En imaginant qu'il vivrait aussi longtemps que Gath, il lui restait encore deux siècles d'existence, seul dans les montagnes à regarder passer les vents de ce monde d'ouest en est. A goûter à des échecs amers comme ceux-ci.

Il arrêta de compter les jours et faisait de tout son possible pour ne penser à rien d'autre. Il allait souvent s'asseoir près du sapin ou de la mer, espérant que quelque chose en débarque, un jour. Il pensa même un instant à partir à la recherche de ses vrais parents, mais il n'en avait ni l'espoir, ni la véritable envie.

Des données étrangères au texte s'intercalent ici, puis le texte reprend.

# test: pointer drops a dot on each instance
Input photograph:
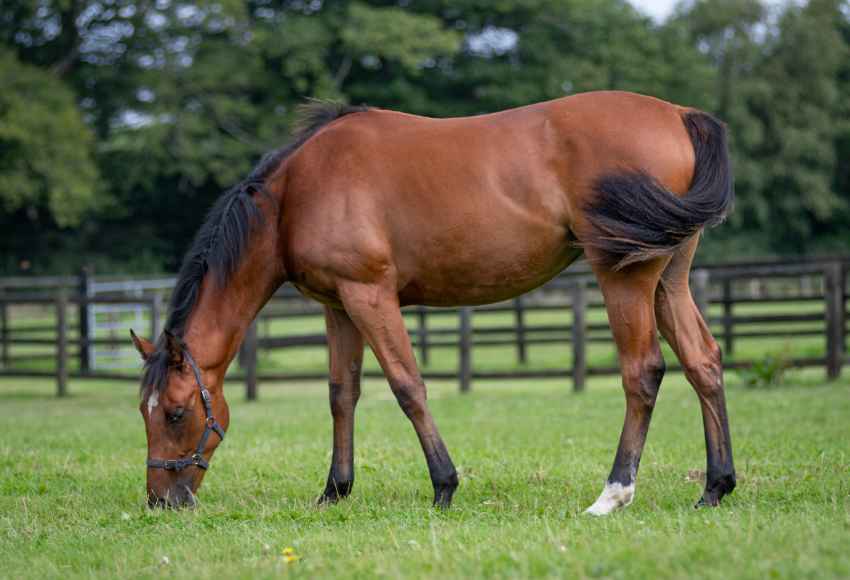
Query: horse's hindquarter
(464, 211)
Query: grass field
(531, 457)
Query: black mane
(219, 244)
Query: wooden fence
(772, 287)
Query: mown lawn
(532, 456)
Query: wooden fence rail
(770, 287)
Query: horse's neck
(221, 316)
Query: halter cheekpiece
(210, 426)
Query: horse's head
(184, 419)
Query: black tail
(635, 218)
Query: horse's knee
(643, 379)
(705, 369)
(342, 399)
(411, 400)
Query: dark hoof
(335, 491)
(443, 493)
(715, 490)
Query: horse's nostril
(155, 501)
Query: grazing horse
(368, 210)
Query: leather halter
(211, 426)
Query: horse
(367, 210)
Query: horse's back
(492, 199)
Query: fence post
(249, 348)
(579, 334)
(519, 324)
(61, 344)
(728, 318)
(422, 317)
(84, 291)
(700, 291)
(465, 355)
(4, 332)
(834, 307)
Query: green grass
(531, 457)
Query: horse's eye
(175, 416)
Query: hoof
(715, 491)
(613, 497)
(443, 493)
(335, 491)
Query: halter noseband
(211, 426)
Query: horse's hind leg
(629, 298)
(345, 353)
(375, 310)
(685, 330)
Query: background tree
(146, 111)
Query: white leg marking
(614, 496)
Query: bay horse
(368, 210)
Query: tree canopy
(121, 121)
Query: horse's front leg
(345, 353)
(375, 310)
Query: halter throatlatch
(210, 426)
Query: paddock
(72, 504)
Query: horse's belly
(485, 270)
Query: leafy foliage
(46, 161)
(126, 119)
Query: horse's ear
(144, 346)
(175, 347)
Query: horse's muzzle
(176, 498)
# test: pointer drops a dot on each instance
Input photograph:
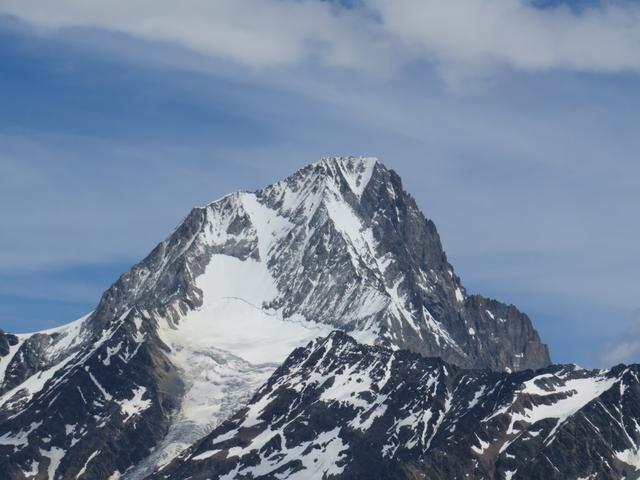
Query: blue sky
(525, 155)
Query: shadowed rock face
(341, 410)
(343, 246)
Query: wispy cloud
(466, 37)
(627, 349)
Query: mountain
(342, 410)
(183, 339)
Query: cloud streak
(460, 38)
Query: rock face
(185, 337)
(342, 410)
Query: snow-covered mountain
(342, 410)
(185, 337)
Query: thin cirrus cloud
(462, 37)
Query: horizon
(526, 165)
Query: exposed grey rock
(355, 253)
(340, 410)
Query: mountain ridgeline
(165, 370)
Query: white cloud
(460, 37)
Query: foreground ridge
(338, 409)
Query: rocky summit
(186, 337)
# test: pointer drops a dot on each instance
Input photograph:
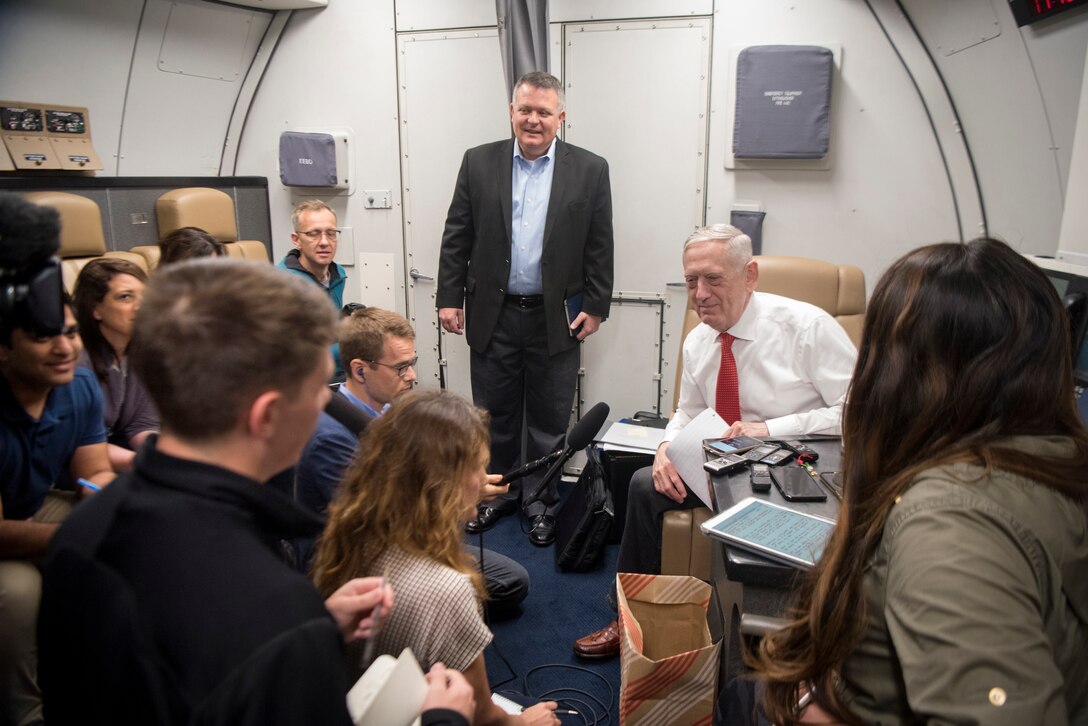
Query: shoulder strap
(350, 416)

Chaque jour, sa culpabilité lui rappelait sa mission. Il avait été fait pour la vallée de Laydear, et il protégerait ses gens jusqu'à leur mort. C'est d'ailleurs ce qu'il fit lorsque Eibleagan, le pays qui avait envoyé un premier escadron pour tuer Gath en renvoyant un deuxième, puis un troisième. La vie du village continuait tranquillement, alors même que de violentes batailles se déroulaient à un ou deux jours de marche.

Partagé entre la torture de la solitude et la rigueur de sa mission, Kyundo n'était pas si rude que l'on pouvait le croire. Il était tout comme ses élèves, un enfant. Il l'avait simplement été un peu plus longtemps.